"Cuatro pasos, cuatro palabras..".
Búho - 07-07-2005 17:46:06 | Categoria: A cielo abierto..
Duerme la ciudad, y sentado en un local oscuro, tristemente iluminado por unas lámparas sobre la barra, apura la copa. Tiene un sobre entre sus manos, lo manosea sin cesar, como quien está viendo algo nuevo, como quien tiene entre manos una piedra preciosa que sabe de antemano que no podrá comprar.El resto del bar está en penumbra, y es el paraíso de dos parejas, que en cada esquina, se dedican a darse aire de besos. Como si les fuera la vida en ello, como si el mundo acabara mañana. Se comen la boca con el ansia de tener unos labios nuevos.
Deja el sobre encima de la barra, y sin dejar de mirarlo detenidamente, pide otra copa. Licor para llenar el lacrimal del alma, y llorar gota a gota el dolor. Una sensación extraña recorre su cuerpo, como una punzada eléctrica en la nuca que le eriza el cabello. Un trago largo y pausado calma la ansiedad. Su mirada queda fija en el pedazo de papel blanco que tiene ante sí.
Saca un par de billetes arrugados de su bolsillo, y con el sobre en la mano sale fuera. Un golpe frío le pega en la cara, todo está oscuro y la lluvia ha dejado sembrada la calle de charcos que reflejan las luces de una ciudad tan gris, como los corazones que la habitan. Los pasos resuenan, rítmicos, sonoros, azules de tristeza.
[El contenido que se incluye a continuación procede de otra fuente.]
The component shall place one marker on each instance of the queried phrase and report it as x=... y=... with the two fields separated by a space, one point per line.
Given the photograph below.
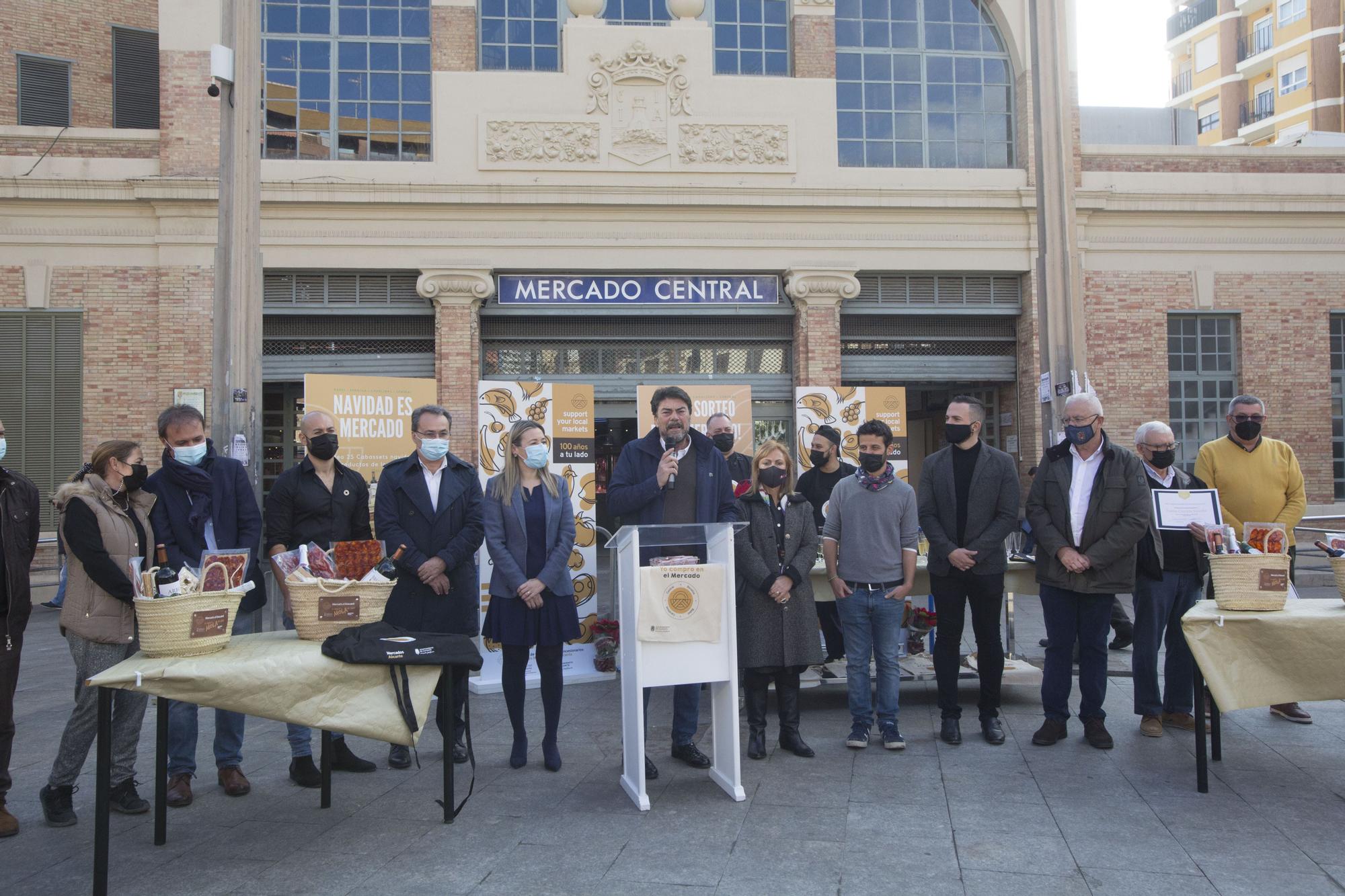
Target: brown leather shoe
x=180 y=790
x=9 y=823
x=232 y=779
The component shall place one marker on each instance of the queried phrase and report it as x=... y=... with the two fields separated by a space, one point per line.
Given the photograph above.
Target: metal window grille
x=346 y=80
x=135 y=79
x=923 y=84
x=1202 y=380
x=41 y=397
x=44 y=92
x=1339 y=403
x=909 y=291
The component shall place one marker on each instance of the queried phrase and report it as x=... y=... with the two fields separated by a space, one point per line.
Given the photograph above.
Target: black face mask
x=874 y=463
x=139 y=473
x=957 y=434
x=1247 y=430
x=323 y=447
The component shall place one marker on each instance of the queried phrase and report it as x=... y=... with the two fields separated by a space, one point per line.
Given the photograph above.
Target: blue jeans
x=301 y=737
x=1071 y=616
x=872 y=624
x=1159 y=610
x=687 y=712
x=229 y=727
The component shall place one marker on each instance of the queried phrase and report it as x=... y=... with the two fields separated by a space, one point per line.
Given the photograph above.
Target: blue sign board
x=641 y=290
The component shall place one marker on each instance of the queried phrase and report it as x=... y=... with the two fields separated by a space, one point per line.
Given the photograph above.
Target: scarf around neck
x=876 y=483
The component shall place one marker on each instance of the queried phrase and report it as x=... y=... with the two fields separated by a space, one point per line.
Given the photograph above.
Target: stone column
x=817 y=294
x=814 y=40
x=458 y=295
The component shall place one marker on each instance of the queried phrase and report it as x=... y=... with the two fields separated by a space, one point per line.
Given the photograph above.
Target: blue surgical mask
x=434 y=448
x=190 y=455
x=537 y=456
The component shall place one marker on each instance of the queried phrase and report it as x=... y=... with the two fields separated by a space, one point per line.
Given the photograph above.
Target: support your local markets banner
x=567 y=417
x=844 y=408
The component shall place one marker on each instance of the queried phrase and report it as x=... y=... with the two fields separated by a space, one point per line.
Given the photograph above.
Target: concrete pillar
x=458 y=295
x=817 y=294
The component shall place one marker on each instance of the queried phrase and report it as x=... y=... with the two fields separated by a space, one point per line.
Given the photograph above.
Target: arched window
x=922 y=84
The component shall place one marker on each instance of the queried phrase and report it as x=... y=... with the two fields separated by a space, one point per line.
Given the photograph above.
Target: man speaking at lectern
x=673 y=475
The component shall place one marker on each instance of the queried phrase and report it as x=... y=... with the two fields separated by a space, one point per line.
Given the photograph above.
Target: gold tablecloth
x=1266 y=658
x=276 y=676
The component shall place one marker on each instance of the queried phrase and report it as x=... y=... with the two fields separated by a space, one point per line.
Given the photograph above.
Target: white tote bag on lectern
x=681 y=603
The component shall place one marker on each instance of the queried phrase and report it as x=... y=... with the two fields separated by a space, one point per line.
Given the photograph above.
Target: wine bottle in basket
x=388 y=565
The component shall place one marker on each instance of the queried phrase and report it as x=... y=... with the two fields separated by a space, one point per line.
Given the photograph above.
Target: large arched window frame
x=923 y=84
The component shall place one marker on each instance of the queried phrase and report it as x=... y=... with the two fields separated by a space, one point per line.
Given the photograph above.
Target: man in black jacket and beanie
x=20 y=529
x=432 y=503
x=1089 y=509
x=969 y=505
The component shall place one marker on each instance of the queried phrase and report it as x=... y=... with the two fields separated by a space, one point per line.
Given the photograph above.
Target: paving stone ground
x=937 y=819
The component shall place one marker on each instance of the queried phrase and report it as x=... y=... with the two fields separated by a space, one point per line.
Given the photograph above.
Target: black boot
x=787 y=697
x=754 y=692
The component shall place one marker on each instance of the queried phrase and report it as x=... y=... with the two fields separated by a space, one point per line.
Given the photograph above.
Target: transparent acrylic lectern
x=656 y=665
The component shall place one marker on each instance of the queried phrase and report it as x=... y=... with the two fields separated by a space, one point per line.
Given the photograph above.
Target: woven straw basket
x=1250 y=581
x=188 y=624
x=323 y=608
x=1339 y=568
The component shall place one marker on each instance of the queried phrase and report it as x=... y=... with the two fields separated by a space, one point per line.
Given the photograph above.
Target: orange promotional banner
x=707 y=399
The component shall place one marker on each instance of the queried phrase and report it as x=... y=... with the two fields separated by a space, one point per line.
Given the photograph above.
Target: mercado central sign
x=642 y=290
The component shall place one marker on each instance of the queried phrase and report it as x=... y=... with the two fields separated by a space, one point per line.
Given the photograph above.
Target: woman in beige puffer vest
x=104 y=520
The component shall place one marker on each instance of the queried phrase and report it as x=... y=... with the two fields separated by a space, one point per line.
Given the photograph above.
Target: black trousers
x=829 y=616
x=952 y=595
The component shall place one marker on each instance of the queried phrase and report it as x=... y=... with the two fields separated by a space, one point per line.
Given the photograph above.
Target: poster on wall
x=844 y=408
x=707 y=399
x=373 y=417
x=566 y=413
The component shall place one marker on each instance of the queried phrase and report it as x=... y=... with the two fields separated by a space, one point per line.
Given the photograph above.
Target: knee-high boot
x=787 y=696
x=755 y=693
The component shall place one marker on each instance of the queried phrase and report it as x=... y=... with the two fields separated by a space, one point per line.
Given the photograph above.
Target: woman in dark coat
x=778 y=620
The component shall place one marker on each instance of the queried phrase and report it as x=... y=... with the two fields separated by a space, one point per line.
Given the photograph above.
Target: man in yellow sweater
x=1258 y=481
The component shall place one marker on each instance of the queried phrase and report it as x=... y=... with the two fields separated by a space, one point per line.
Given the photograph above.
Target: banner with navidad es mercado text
x=566 y=413
x=845 y=408
x=373 y=416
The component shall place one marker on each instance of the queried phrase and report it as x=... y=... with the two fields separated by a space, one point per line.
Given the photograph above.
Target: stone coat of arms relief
x=638 y=118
Mil cosas repican como campanadas de media noche en su cabeza, ideas, recuerdos, besos, ceniza y al fin, el abismo de no saber que hacer, de sentirse tan perdido como una gota de agua en el mar. Mira al cielo, y las nubes han dado una tregua que aprovecha la luna para asomar su cara, su dulce rostro. Al contemplarlo su pensamiento se traslada como un haz de luz, como una fotografía entre libros que aparece de repente, cuando menos se espera, hasta el portal número trece, calle Zafiro, tercero derecha. La segunda habitación, la que está junto al baño. Ésa misma donde faltan de colgar los dos cuadros, el del ángel dándole un cándido beso a un hada de cara risueña y el de un bosque con los troncos de sus árboles pintados de colores.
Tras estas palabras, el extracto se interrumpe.